Rep. Patty Kuderer, D-48. Courtesy photo

48th district senator proposes statewide plastic straw ban

Patty Kuderer said her bill is a first step to address plastic pollution.

In July 2018, Seattle became the first major U.S. city to ban single-use plastic straws and utensils. If Senate Bill 5077 is approved, Washington state could follow in 2020.

Sen. Patty Kuderer (D-Bellevue) is sponsoring the bill. She represents the 48th district, which covers areas of Redmond, Bellevue and Kirkland.

“It’s not going to be the silver bullet solution to all plastic pollution by any means,” she told the Reporter. “But this is a very good start while we continue focusing and discussing on ways to deal with the larger issue of plastic bags and other plastics that are in our oceans and waters.”

Kuderer said she got the idea from an AP Government class at Lake Washington High School.

“After taking a look at it and doing some research of my own, I decided that I would sponsor that bill for them,” she said, adding that she didn’t want to “support a 100 percent ban out of the gate.”

She settled on a phased approach that requires stakeholder outreach, especially with community health groups and advocates for people with disabilities.

“The bill was attempting to balance the need to help our environment and also to not cause unintended consequences to those who really need these straws because of medical conditions,” she said.

The bill requires the departments of health and social and health services to determine how to address the needs of health care facilities and individuals with disabilities by Dec. 31.

“For those of us who don’t need them for medical conditions, I think this is going to be a fairly easy lift,” Kuderer said. “I don’t think we’re going to miss plastic straws much. But the trade off for the environment is really quite significant.”

The bill would prohibit the sale and distribution of plastic beverage straws starting July 1, 2020. Violators would be fined $25 per day after a third violation, but not more than $300 per year.

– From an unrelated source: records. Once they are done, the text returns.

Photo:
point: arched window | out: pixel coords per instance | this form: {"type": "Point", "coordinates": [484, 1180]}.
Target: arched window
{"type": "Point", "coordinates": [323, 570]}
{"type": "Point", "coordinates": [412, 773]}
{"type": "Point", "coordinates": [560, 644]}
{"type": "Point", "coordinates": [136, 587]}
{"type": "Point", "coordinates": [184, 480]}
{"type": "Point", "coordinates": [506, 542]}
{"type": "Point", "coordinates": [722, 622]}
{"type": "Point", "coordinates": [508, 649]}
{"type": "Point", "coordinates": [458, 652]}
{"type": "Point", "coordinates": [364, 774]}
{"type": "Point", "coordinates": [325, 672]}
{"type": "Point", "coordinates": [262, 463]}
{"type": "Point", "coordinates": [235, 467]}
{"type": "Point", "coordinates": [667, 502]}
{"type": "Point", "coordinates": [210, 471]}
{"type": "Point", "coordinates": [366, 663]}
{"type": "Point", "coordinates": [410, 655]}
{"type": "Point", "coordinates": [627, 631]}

County health departments would get to keep the fine revenue for enforcement activities, according to the bill.

“I think that we needed to start somewhere, and this seemed like a pretty easy first step,” Kuderer said. “The evidence is there that plastic is choking our waters and our marine life and we need to do something about it.”

Kuderer pre-filed SB 5077 on Jan. 4. After its first reading on Jan. 14, the bill was referred to the Environment, Energy and Technology committee.

The Legislature’s long, 105-day session started Jan. 14. See www.leg.wa.gov for more.